Friday 4 February, 2022

Finally: the stamp of approval

In Ireland the technical term for this kind of nonsense is: codology.


Quote of the Day

Yes because a hundred years ago Sylvia Beach displayed in her Paris bookshop the first copy of a new novel she was publishing yes she was publishing “Ulysses” which is now recognised as one of the twentieth century’s greatest works of art and yes signed first edition copies can fetch hundreds of thousands of dollars in auction it was written by Irishman James Joyce with its peculiar use of punctuation and yes its stream of consciousness James marked that occasion on 2 February 1922 with a muted celebration and laid out what was then the only other copy with its white letters on a blue background a nod to the colours of the Greek flag and thus to the novel’s chief inspiration Homer’s Odyssey and yes for Beach it was a risk of course supporting this experimental novel which was looked at unkindly by some like playwright George Bernard Shaw who said it was revolting and that if you imagine that any Irishman would pay 150 francs for a book you little know my countrymen

  • The Economist, marking the centenary of Ulysses’s publication in the style of Molly Bloom’s celebrated soliloquy at the end of the novel.

Musical alternative to the morning’s radio news

Julie Fowlis | My Love is on the High Seas’

Link


Long Read of the Day

Consuming Joyce: 100 Years of Ulysses in Ireland

Terrific review by Hugh Haughton in The Literary Review of John McCourt’s marvellous (and mortifying) account of how, over a century, my fellow-countrymen moved from regarding Joyce’s novel as an “Odyssey of the sewer” to being celebrated “the great Irish book of the twentieth century”. It’s not a pretty story, but the good news is that we got there in the end.

Beautifully written review. Worth a read.


North Korea Hacked Him. So He Took Down Its Internet

This is really lovely. Just over a year ago, an independent US hacker who goes by the handle P4x was himself hacked by North Korean spies. He managed to prevent them from swiping anything of value from him, but he felt unnerved by the idea of state-sponsored hackers targeting him personally — and by the lack of any visible response from his government.

So he took matters into his own hands and launched a series of very effective Denial of Service attacks on various parts of the North Korean cyber-infrastructure.

This Wired report tells the whole story, and it’s a fascinating read. But in a way, it corroborates something that I wrote years ago about the paradox of asymmetrical warfare. My argument was that the most intelligent strategy an underdog nation threatened by a superpower could adopt was not to buy conventional weapons but to invest in building an elite cadre of sophisticated computer hackers who could go after the critical infrastructure of its adversary.
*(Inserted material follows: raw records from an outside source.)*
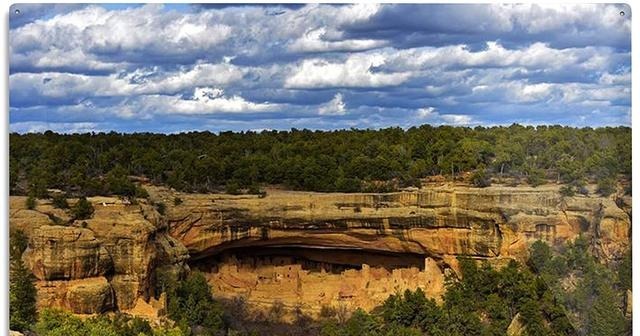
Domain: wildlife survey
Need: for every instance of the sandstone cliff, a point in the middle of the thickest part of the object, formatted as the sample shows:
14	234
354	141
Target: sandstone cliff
305	249
436	224
103	263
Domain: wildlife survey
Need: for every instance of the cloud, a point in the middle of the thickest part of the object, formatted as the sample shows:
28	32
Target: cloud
334	107
356	71
314	41
171	68
205	100
40	127
430	115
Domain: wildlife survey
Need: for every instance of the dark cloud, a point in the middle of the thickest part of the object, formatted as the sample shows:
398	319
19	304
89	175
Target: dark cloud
276	66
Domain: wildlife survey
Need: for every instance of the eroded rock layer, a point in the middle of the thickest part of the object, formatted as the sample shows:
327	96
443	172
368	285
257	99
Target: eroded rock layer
99	264
433	224
305	249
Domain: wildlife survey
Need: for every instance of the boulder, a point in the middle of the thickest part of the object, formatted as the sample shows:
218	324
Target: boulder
89	296
66	253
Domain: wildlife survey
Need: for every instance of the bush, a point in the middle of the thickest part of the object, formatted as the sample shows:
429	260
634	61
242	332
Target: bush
535	177
31	203
83	209
190	301
60	202
22	292
567	190
345	184
606	186
232	188
480	178
161	208
141	192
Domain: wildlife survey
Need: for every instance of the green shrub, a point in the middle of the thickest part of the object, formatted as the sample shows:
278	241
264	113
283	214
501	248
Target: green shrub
191	301
60	202
567	190
480	178
161	208
232	187
31	203
83	209
606	186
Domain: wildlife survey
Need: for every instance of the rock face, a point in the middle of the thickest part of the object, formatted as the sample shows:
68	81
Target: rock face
103	263
66	253
434	225
90	296
305	249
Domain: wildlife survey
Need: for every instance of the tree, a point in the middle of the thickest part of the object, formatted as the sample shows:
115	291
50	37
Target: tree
31	203
190	301
606	186
480	178
539	256
624	271
83	209
22	292
60	202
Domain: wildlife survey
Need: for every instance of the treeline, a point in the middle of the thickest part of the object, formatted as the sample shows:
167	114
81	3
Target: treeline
345	160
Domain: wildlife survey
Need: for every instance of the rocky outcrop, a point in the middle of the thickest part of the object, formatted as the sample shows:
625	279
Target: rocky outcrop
489	223
66	253
350	249
434	225
90	296
106	262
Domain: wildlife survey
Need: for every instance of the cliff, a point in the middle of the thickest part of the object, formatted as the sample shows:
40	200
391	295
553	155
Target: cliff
310	250
99	264
307	250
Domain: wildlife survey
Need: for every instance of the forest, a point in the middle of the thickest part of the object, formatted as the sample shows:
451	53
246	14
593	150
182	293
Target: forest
329	161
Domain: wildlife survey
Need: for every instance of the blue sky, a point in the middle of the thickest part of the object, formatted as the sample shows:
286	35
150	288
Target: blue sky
173	68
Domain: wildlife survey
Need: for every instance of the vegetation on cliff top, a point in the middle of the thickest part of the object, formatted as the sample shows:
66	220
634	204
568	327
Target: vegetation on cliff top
347	160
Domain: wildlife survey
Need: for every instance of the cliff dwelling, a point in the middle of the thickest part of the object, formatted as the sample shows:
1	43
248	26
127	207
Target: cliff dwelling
311	278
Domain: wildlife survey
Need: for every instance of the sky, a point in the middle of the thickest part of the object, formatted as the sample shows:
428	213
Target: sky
180	67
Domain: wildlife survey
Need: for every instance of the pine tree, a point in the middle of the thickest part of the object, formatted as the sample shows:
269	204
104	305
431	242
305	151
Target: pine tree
22	292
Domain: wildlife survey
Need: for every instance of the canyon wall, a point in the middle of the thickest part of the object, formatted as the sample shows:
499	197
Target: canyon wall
306	250
107	262
435	225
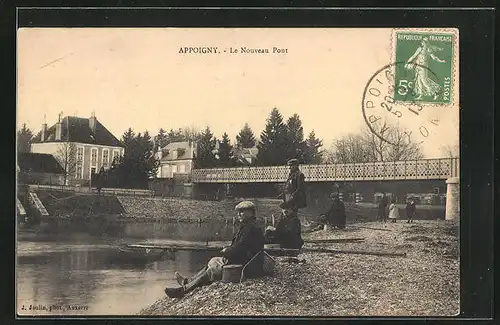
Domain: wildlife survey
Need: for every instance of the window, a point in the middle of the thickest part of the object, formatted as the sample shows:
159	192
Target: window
93	155
79	171
105	158
79	154
116	154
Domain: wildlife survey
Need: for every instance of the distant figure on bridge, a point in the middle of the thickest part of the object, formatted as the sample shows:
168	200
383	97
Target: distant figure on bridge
382	208
288	230
411	209
335	216
247	242
294	195
393	211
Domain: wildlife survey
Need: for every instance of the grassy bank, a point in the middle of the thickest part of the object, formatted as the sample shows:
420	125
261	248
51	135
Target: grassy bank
424	283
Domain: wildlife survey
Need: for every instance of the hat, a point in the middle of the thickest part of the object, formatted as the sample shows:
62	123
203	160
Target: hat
285	205
245	205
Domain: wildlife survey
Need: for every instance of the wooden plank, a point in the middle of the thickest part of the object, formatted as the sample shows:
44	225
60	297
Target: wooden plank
334	240
341	251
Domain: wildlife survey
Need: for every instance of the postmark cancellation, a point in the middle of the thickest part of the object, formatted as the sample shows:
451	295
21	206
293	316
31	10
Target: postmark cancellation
426	66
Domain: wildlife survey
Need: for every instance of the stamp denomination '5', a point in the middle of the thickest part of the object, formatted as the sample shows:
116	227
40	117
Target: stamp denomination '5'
426	74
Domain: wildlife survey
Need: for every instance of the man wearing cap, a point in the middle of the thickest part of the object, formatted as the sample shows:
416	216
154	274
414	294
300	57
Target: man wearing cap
247	242
294	195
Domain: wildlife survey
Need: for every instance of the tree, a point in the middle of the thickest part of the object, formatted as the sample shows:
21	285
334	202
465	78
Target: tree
398	145
246	138
313	153
24	139
368	147
226	158
161	140
137	166
295	145
206	150
66	156
450	151
352	148
272	144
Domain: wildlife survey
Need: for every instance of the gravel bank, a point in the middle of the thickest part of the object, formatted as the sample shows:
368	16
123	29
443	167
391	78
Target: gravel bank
424	283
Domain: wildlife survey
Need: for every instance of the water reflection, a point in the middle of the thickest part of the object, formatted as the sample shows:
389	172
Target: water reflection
53	270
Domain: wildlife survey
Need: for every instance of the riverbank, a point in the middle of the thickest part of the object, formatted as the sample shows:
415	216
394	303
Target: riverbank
77	206
424	283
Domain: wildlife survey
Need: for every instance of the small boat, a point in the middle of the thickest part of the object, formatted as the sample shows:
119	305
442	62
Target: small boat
135	255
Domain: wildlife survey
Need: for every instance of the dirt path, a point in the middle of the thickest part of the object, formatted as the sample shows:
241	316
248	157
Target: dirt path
424	283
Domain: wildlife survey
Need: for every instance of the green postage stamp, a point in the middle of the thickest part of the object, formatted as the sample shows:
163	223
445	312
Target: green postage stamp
424	67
Why? Two reasons: hackers are much cheaper than kinetic weapons; and secondly, the underdog can act with impunity because his lack of a critical Internet infrastructure means that he’s largely immune to devastating cyber-counter-attack. This is not the case for, say, the US vis-a-vis China or Russia, and it explains why Biden (and Obama before him) seems to have backed away from massive retaliation for Chinese and Russian cyber-espionage.

P4x’s counter-attack on North Korea was successful for various reasons — which are discussed in the article. He succeeded in temporarily shutting down critical servers and at one stage cutting North Korea off from the rest of the world. But even as he did so, his attacks probably had little effect on the daily life of the country — because it’s primarily an offline state, and therefore largely impervious to cyber offensives. The same cannot be said for those of us who live in advanced industrial societies.


My commonplace booklet

 Rotterdam bridge to be dismantled so Jeff Bezos’ yacht can pass through.

The Koningshavenbrug, known to Rotterdammers as De Hef, was renovated in 2017 and the council pledged at the time it would never be dismantled again. But that promise is now set to be broken, Rijnmond said, to let Bezos’ yacht through. The bridge, placed over the river in 1927, has had a central role in city’s history and was heavily damaged during the bombardment of Rotterdam in May 1940. The bridge is now officially protected.

Bezos’ three-masted yacht is being built by the Oceano shipyard in Alblasserdam but is too big to pass under the bridge when the central section is raised to its full height. Now Oceano and Bezos have approached the council about temporarily dismantling the bridge at their cost.

Money talks. It’s a universal language.